Tuesday, November 1, 2011

Monique Shuler, MS , School of Public Health, Department of Epidemiology, University of North Texas Health Science Center, Fort Worth, TX
Jasmine Cluck, MPH, MLS(ASCP), SAS , School of Public Health, Department of Epidemiology, University of North Texas Health Science Center, Fort Worth, TX
Lakpa Diku Sherpa, MBBS , School of Public Health, Department of Epidemiology, University of North Texas Health Science Center, Fort Worth, TX
Raquel Y. Qualls-Hampton, PhD , Health Science Center, University of North Texas, Fort Worth, TX
Background: Oral disease is a growing global burden, with poor oral health significantly impacting quality of life. Determinants of oral health range from behavior to knowledge. Understanding how these determinants differ by gender can help oral health programs implement more successful interventions.
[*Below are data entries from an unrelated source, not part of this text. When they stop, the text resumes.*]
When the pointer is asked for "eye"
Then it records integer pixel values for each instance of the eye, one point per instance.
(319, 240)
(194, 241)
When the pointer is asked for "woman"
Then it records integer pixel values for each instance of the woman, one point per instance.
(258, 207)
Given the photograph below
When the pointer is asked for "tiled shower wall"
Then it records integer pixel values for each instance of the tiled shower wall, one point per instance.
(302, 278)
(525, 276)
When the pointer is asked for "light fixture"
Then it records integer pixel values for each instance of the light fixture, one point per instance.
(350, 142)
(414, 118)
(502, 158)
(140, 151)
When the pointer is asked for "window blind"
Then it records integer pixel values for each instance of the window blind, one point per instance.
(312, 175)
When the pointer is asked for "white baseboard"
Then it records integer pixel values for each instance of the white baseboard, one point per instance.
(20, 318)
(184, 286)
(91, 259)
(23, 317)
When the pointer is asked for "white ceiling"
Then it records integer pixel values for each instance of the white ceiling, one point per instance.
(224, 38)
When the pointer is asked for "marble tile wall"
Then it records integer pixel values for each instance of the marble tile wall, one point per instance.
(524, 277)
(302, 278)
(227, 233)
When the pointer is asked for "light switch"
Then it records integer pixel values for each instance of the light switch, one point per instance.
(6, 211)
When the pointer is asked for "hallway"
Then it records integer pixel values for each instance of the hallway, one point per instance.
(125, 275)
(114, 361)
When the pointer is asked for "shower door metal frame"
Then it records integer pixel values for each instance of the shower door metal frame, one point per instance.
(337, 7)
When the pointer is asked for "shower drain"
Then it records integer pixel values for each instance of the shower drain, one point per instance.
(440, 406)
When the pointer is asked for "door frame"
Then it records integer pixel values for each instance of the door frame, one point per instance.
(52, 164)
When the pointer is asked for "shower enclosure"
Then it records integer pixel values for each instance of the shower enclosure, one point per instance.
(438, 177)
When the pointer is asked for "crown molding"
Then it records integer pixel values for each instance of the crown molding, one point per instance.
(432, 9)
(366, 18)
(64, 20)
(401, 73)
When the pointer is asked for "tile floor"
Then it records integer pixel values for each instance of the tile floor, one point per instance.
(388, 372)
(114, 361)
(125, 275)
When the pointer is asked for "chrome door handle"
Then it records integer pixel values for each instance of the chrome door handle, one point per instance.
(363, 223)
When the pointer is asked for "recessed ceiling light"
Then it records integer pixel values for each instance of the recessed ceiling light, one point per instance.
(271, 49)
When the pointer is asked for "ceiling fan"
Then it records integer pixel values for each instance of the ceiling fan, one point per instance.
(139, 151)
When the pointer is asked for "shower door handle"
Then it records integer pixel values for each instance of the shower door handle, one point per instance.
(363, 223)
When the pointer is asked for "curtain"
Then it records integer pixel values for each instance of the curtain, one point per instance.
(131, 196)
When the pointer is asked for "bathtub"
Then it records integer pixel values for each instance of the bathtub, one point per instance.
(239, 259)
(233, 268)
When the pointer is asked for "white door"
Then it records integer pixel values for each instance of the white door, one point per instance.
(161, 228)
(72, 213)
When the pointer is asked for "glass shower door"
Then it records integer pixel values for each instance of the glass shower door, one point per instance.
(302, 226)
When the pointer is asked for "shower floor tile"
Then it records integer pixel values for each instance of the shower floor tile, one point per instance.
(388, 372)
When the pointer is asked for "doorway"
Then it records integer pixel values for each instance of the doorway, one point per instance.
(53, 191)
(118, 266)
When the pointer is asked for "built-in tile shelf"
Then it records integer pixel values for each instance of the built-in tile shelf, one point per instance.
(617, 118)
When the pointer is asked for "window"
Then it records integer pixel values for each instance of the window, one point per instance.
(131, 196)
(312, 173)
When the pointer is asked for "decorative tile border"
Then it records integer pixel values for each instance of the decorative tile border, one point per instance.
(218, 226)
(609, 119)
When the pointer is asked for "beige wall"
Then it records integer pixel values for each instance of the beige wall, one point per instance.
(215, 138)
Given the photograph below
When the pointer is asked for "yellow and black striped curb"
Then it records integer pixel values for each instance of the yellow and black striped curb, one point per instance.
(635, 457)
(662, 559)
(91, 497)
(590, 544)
Methods: A 37 question mail survey was sent to 525 participants. Twenty questions measured oral health knowledge and 7 questions measured oral health behavior. The sample was a combination of random and convenience sampling. The difference in oral health behavior, knowledge, and compliance with American Dental Association (ADA) guidelines were assessed. A 3 level scoring system was created for oral health behavior, while oral health knowledge was classified as “passing” or “failing.” ADA compliance was classified as “meeting guidelines” or “not meeting guidelines.”

Results: Response rate was 52% (272/525). Results indicated that 52.9% of respondents had “average” oral health behavior for both genders. In the behavior category, when comparing “below average” to “above average,” there were a higher percentage (38.8%) of males in the “below average” category and only 10.7% in the “above average” category. Most respondents (74.6%) received a “passing” score for oral health knowledge. Only 41.7% met the ADA guidelines. Among education, income, insurance, and race, insurance was the confounder.

Conclusion: Our study demonstrates that 1. Females report to have better oral health behavior and knowledge compared to males and 2. The majority of respondents do not meet recommended ADA guidelines. More gender based oral health studies should be conducted to further support our results.

Learning Areas:
Assessment of individual and community needs for health education
Chronic disease management and prevention
Epidemiology
Other professions or practice related to public health
Public health or related education
Public health or related research

Learning Objectives:
* Describe the difference in oral health behavior between men and women. * Describe the difference in oral health knowledge between men and women. * Assess compliance with American Dental Association (ADA) guidelines and the differences by gender

Keywords: Health Behavior, Oral Health

Presenting author's disclosure statement:

Qualified on the content I am responsible for because: I am qualified to present because I was one of the researchers and authors for this study.
Any relevant financial relationships? No

I agree to comply with the American Public Health Association Conflict of Interest and Commercial Support Guidelines, and to disclose to the participants any off-label or experimental uses of a commercial product or service discussed in my presentation.